I have a service running on a system with 16GB RAM with following configurations :
-Xms6144M"
-Xmx6144M
-XX:+UseG1GC
-XX:NewSize=1500M
-XX:NewSize=1800M
-XX:MaxNewSize=2100M
-XX:NewRatio=2
-XX:SurvivorRatio=12
-XX:MaxGCPauseMillis=100
-XX:MaxGCPauseMillis=1000
-XX:GCTimeRatio=9
-XX:-UseAdaptiveSizePolicy
-XX:+PrintAdaptiveSizePolicy
It has around 20 pollers running each having ThreadPoolExecutor of size 30 for processing messages. Initially for around 5-6 hours it was able to process around 130 messages per second. Thereafter it was able to process around only 40 messages per second.

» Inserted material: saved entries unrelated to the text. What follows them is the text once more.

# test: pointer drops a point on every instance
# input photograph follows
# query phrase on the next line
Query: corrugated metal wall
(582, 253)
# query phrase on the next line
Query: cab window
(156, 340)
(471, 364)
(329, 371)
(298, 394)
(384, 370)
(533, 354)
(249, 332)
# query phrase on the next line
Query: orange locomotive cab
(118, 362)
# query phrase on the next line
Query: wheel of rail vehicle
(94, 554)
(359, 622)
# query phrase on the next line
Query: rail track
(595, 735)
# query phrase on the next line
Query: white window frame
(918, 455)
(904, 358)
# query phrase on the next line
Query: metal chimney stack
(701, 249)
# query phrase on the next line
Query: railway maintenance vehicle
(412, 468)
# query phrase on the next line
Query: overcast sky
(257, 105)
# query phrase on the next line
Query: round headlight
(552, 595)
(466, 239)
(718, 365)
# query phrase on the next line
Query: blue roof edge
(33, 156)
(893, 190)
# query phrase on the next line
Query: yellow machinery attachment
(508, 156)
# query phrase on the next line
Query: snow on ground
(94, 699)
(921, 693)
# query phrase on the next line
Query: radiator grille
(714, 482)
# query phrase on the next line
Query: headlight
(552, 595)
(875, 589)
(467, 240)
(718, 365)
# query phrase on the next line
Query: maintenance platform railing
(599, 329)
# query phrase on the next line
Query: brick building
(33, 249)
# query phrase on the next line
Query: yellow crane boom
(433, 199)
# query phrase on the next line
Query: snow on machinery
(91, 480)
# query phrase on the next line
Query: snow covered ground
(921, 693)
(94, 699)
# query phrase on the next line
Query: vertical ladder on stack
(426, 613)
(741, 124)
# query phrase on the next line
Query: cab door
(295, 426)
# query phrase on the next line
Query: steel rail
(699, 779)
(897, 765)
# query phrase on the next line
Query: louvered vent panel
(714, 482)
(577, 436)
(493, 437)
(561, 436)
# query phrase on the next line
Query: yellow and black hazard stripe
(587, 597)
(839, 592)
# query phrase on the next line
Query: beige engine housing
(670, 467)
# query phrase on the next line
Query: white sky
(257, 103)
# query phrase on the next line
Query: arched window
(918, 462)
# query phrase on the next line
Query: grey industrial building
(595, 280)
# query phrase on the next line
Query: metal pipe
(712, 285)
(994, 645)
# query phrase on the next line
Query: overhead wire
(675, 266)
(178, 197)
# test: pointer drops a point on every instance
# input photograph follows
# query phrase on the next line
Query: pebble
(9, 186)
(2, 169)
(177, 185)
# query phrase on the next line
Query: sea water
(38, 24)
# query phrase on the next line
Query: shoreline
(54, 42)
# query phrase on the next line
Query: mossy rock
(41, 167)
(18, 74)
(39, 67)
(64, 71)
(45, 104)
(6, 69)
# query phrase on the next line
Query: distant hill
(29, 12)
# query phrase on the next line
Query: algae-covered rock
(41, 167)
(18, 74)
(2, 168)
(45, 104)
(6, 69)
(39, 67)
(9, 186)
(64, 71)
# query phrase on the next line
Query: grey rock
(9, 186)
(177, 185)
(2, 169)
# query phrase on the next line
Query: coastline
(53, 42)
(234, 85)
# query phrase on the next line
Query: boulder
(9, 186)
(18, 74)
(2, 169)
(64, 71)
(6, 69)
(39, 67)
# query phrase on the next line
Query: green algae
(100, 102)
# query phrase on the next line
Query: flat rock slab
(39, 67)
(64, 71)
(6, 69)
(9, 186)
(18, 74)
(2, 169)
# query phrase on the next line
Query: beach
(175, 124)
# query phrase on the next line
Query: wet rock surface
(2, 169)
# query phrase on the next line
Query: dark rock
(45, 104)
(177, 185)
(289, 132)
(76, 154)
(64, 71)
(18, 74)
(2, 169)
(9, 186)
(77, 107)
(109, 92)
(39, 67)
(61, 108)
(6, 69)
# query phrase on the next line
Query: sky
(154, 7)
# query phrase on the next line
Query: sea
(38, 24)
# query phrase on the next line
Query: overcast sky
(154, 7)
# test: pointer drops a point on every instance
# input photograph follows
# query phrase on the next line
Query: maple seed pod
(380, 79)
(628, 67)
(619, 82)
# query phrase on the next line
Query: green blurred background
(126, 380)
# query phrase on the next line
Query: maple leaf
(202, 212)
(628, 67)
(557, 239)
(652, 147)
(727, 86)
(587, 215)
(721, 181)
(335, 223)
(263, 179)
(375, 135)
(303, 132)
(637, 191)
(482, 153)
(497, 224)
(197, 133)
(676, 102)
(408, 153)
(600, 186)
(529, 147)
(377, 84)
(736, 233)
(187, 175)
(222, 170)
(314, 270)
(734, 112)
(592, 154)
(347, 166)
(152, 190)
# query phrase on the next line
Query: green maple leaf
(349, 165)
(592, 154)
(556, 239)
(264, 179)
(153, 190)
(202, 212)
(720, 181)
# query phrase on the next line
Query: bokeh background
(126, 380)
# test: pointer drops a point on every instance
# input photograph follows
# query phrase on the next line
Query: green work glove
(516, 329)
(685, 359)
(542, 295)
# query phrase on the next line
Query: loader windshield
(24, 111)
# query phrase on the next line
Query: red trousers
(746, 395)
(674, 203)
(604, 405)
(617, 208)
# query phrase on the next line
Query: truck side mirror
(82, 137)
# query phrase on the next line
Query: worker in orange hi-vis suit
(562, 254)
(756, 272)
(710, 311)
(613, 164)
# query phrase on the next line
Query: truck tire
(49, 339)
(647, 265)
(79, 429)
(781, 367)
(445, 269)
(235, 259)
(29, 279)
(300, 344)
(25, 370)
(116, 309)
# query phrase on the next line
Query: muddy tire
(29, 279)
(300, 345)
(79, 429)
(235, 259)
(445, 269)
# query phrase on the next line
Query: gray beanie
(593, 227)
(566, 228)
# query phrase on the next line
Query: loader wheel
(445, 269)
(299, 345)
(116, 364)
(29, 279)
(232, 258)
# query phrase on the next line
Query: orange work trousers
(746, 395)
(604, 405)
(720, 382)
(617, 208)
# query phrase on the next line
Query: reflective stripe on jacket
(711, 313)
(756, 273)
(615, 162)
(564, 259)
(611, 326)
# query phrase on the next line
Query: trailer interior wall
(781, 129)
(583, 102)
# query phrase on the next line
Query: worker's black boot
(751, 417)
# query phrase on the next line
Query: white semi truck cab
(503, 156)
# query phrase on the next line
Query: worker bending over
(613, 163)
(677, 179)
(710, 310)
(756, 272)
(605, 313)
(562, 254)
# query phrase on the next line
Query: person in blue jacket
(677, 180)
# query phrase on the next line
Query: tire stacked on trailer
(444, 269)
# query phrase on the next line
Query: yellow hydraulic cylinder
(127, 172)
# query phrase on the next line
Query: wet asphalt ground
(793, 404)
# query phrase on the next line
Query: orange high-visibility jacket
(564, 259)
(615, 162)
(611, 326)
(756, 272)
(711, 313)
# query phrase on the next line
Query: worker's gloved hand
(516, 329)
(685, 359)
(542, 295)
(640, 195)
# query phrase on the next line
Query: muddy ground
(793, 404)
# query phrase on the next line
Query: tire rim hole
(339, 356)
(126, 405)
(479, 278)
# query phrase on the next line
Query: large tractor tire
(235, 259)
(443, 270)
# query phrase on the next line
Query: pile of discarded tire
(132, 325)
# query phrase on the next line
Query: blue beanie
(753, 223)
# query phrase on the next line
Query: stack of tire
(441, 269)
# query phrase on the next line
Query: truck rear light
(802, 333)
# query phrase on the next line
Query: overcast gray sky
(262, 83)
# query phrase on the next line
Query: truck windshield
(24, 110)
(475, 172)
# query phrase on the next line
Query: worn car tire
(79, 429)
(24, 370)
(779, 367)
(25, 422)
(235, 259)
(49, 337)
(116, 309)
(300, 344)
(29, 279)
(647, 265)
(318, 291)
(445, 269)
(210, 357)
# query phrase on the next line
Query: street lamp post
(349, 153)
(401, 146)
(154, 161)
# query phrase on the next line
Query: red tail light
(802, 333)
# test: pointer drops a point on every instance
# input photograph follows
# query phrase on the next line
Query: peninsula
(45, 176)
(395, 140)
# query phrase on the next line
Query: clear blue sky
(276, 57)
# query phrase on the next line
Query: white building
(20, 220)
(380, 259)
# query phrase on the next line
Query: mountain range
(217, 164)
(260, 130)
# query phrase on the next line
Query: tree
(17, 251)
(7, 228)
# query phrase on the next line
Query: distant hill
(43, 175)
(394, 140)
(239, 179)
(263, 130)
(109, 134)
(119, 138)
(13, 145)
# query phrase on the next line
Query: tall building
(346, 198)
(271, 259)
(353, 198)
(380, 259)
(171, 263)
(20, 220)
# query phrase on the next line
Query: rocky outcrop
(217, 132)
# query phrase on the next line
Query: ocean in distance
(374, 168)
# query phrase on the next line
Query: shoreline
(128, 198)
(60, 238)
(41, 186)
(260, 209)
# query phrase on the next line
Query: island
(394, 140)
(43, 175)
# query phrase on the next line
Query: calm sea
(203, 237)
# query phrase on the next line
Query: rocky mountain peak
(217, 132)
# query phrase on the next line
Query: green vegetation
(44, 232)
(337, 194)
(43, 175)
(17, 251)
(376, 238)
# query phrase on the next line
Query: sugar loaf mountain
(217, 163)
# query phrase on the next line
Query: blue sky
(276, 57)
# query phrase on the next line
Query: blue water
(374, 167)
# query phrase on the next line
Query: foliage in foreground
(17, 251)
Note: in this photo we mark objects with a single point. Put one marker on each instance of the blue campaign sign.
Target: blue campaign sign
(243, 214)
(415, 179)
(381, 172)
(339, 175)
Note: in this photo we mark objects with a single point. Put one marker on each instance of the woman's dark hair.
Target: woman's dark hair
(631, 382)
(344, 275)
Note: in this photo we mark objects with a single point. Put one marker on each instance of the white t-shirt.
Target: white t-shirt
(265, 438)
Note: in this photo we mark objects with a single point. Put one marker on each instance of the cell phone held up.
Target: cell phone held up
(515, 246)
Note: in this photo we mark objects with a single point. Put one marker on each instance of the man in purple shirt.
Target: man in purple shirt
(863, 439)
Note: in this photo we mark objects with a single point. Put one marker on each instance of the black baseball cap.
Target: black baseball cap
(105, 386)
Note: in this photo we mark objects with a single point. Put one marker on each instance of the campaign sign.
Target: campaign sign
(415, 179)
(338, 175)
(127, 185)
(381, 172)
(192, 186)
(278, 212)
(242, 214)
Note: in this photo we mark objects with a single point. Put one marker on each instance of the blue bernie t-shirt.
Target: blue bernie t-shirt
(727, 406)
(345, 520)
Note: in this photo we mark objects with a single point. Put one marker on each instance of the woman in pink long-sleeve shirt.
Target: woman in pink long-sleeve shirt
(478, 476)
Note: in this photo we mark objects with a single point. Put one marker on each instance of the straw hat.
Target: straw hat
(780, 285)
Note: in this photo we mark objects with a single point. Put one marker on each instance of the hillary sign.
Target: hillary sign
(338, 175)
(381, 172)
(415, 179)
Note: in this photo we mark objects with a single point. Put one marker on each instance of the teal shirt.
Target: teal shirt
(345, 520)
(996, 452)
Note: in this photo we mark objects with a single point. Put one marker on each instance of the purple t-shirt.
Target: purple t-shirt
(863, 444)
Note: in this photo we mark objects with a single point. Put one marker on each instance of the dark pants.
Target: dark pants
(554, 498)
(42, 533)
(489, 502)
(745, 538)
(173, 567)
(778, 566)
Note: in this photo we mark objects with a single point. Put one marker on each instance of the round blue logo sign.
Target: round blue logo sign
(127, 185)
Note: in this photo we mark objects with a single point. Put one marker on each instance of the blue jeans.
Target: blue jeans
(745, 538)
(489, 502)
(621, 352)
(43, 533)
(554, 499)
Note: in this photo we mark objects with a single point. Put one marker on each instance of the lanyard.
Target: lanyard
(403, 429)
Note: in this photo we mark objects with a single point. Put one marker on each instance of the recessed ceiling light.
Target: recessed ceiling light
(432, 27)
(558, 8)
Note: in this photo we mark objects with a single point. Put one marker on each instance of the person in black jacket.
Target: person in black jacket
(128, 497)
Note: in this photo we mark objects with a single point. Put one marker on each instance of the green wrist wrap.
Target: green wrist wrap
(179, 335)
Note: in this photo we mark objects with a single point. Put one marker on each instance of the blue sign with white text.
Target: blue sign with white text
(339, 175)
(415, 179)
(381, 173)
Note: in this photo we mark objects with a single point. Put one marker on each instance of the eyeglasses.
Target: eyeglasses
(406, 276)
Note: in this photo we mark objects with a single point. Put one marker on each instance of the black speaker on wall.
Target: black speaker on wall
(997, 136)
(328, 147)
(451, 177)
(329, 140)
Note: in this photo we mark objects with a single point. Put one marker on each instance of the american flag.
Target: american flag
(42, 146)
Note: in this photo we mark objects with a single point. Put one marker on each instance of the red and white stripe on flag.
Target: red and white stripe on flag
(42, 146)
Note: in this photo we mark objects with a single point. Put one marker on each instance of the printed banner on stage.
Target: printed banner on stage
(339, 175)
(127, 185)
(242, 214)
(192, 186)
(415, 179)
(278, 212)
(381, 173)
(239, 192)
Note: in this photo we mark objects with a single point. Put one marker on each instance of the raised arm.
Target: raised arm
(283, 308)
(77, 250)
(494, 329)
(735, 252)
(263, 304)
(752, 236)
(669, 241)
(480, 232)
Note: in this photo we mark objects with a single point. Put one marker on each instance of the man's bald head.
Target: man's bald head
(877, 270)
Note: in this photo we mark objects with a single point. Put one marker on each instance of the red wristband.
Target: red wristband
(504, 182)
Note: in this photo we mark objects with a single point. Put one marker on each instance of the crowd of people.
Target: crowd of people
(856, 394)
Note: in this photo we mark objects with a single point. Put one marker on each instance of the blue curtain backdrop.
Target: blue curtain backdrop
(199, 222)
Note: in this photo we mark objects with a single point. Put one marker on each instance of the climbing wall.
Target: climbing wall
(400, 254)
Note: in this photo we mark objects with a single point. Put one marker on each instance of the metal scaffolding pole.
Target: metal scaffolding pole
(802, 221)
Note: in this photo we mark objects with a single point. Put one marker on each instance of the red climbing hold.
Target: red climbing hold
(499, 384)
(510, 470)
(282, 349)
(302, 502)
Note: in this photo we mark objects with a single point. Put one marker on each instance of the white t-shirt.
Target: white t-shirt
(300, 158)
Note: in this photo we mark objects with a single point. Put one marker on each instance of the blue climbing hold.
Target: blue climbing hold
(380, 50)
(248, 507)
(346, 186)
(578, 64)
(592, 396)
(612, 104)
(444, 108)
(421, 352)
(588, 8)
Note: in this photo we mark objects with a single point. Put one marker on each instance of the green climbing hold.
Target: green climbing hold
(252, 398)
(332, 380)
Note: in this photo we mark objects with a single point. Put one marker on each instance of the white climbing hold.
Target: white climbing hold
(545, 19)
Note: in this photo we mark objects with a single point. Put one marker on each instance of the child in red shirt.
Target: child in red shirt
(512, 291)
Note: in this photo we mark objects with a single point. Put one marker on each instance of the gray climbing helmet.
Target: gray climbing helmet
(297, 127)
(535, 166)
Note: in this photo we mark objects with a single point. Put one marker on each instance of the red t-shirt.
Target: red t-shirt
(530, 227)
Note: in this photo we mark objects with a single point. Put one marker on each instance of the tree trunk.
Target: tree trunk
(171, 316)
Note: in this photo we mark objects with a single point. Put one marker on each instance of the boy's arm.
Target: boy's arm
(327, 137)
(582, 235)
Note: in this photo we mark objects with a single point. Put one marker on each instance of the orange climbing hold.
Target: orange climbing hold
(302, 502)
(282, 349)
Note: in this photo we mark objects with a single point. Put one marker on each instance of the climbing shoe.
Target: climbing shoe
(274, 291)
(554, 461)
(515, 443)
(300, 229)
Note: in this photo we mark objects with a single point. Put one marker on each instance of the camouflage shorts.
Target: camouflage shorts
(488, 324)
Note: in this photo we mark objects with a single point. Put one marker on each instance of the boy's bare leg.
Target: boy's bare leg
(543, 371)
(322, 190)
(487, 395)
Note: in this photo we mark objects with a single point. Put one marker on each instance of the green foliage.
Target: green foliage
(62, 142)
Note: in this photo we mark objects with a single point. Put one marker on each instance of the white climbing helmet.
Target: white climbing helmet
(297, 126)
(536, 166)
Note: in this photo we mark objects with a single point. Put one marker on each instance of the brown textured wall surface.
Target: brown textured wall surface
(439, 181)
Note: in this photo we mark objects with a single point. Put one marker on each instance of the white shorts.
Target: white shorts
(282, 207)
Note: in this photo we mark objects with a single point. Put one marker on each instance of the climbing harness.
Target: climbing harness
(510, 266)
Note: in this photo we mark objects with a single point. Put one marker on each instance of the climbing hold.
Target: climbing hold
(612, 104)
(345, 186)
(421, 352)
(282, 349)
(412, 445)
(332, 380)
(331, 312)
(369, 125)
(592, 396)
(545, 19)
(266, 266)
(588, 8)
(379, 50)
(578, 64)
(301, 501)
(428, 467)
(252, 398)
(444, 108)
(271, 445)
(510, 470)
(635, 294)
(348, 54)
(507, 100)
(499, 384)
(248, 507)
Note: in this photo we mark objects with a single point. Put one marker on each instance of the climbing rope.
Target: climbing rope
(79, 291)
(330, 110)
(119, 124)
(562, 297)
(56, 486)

I analyzed GC logs to find out that Full GC became very frequent and more than 1000MB data was getting promoted from Young to Old Generation:
Looking at the Heap Dump I see lots of thread in Waiting state similar to this : WAITING at sun.misc.Unsafe.park(Native Method) And following classes objects acquiring most retained size :
I think there may be small Memory leak in service and its associated libraries which is getting accumulated over time so increasing Heap size will only postpone this. Or may be as the Full GC have become very frequent all other threads are getting stopped very frequently ("stop the world" pauses). Need help to figure out the root cause of this behaviour.